Foi de facto pena o homem ter morrido.Os que andam sempre com ele na boca não merecem no geral sequer pronunciar o seu nome porque são uns cobardolas que sempre se sujeitaram á táctica do salame.Deixar cortar Portugal ás fatias fininhas...

Floribundus disse...

na noite de 28 Setembro de 1974 no último andar da sede do PPD
encontrava-se Sá Carneiro. acompanhado de 10 desconhecidos militantes um deles com o nº 29.
os fundadores e gente ilustre estavam em parte incerta.
abaixo da cintura deve ter havido muito esfincter a funcionar mal.

zazie disse...

Está excelente o artigo acerca das dívidas. Com objectividade, sem precisar de fabricar historieta fora dos factos.

rui a. disse...

Muito bom, José. Desenvolva lá isto mais um bocado,se lhe apetecer. Só um reparo: o trio fundador do PPD não incluia o Mota Pinto, mas o Pinto Balsemão.

Cumps.

josé disse...

Lapso meu. AInda fui verificar o artigo e passou-me.
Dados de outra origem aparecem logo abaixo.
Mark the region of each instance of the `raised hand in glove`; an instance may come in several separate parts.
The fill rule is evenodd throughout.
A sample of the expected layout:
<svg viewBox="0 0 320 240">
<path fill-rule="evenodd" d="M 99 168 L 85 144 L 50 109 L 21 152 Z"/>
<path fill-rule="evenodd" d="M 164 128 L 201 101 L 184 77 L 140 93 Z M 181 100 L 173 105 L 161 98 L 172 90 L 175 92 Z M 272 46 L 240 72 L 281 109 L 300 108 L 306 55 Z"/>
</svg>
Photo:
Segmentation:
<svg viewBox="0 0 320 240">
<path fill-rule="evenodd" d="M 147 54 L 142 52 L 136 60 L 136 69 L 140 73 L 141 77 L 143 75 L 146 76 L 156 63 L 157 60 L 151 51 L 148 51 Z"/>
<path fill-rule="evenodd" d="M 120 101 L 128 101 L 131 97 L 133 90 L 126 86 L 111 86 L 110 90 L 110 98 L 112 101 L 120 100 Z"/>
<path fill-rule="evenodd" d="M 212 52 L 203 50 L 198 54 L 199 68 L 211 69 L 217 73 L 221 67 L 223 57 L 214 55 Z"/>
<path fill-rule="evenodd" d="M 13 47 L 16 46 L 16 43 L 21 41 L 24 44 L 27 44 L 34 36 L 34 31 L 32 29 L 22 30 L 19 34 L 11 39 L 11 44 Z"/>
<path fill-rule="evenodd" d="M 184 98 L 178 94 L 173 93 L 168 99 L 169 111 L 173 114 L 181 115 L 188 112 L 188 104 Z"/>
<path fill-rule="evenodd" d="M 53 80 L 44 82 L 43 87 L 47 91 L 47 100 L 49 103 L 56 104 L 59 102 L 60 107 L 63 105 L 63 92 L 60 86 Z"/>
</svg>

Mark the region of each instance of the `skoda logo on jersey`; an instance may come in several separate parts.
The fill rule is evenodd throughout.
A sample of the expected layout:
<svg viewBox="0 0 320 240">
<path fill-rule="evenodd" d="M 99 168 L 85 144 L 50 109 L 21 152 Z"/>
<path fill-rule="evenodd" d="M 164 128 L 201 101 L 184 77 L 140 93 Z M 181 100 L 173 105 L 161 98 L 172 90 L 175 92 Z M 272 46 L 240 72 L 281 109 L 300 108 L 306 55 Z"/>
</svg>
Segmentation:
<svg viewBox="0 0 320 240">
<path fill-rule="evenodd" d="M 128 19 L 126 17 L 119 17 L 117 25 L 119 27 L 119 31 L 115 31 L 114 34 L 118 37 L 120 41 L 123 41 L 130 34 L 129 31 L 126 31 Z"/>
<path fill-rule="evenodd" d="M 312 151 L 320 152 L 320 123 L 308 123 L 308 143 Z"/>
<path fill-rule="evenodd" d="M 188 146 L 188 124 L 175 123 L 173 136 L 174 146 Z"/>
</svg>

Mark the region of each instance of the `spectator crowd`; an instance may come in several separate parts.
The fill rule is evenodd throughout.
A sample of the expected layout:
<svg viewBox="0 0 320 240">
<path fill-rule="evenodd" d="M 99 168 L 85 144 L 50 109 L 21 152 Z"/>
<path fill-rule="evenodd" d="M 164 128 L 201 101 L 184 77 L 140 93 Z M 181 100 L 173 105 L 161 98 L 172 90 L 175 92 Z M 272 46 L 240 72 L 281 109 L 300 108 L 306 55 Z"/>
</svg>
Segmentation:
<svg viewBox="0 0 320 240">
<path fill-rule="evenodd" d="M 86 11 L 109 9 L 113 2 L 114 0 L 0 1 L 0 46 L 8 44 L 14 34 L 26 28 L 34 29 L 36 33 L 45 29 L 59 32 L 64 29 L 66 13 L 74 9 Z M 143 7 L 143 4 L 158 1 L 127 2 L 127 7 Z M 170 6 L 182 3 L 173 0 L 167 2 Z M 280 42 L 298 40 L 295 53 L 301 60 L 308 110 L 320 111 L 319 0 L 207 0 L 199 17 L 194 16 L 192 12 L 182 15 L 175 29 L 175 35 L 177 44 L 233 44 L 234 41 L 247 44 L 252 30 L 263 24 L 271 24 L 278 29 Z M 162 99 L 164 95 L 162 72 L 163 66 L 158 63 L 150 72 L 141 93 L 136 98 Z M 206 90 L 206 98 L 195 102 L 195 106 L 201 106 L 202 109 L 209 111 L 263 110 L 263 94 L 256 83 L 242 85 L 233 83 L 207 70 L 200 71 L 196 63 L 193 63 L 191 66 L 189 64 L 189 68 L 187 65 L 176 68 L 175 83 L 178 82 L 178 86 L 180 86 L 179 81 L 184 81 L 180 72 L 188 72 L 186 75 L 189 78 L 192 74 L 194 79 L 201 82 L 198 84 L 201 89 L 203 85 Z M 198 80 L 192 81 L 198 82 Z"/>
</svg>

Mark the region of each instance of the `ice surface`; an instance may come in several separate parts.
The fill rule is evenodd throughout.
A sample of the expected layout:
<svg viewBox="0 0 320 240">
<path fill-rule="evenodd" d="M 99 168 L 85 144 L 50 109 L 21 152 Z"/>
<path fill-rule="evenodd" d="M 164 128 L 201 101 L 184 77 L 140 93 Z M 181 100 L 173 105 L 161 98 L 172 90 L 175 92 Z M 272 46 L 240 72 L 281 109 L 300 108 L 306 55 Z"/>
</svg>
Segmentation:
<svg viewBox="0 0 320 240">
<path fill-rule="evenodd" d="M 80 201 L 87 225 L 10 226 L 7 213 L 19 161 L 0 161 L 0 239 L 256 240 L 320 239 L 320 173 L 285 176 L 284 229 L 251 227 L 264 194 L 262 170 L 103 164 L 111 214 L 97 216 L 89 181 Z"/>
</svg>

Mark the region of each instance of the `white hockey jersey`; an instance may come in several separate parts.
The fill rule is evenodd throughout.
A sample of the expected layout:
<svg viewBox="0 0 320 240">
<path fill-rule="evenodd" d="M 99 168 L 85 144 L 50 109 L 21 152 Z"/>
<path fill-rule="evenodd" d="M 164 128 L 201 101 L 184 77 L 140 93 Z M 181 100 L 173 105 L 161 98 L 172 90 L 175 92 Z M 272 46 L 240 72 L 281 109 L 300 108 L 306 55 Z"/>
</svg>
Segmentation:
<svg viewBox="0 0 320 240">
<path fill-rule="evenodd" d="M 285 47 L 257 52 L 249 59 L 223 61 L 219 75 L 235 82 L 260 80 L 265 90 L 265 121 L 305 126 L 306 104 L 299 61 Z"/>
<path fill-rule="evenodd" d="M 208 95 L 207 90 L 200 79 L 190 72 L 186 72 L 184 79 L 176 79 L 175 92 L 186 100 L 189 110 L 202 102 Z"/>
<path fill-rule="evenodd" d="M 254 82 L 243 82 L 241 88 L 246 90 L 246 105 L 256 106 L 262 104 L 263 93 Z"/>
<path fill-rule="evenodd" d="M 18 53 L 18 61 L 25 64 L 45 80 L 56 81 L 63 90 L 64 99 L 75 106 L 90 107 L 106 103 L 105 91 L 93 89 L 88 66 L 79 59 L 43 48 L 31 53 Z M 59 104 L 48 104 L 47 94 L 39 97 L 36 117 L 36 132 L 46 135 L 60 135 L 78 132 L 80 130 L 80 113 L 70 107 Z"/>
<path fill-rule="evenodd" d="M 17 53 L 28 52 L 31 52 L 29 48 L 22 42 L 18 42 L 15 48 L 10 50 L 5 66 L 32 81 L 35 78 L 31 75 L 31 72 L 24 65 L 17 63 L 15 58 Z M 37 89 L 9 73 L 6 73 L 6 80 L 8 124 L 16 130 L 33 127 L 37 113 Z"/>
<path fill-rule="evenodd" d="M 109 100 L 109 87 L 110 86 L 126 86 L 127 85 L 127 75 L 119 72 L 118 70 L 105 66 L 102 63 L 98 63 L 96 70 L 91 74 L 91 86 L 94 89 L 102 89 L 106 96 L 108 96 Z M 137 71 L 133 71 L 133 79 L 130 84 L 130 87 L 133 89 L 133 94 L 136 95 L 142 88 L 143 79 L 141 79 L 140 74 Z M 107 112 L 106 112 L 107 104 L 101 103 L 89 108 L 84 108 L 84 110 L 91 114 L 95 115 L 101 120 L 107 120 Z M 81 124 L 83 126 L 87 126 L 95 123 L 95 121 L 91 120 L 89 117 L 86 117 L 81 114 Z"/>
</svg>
Mas já que insiste vou desenvolver.

hajapachorra disse...

Lembro-me bem das 'notas' de 30 mil com a vera efígie de Sá Carneiro. Eram distribuídas com grande gozo por todos os meus vizinhos comunas. O ódio a um anticomunista 'primário', como então sabiamente se dizia, era geral. Mesmo assim, o que diz o palerma do sr. Carvalho até nem está errado. De facto o psd destes tunantes de agora está muito mais à direita do que o PPD dos 'beatos' da acção católica e das equipas... Mas a diferença principal é outra, os de agora não sabem ler nem escrever.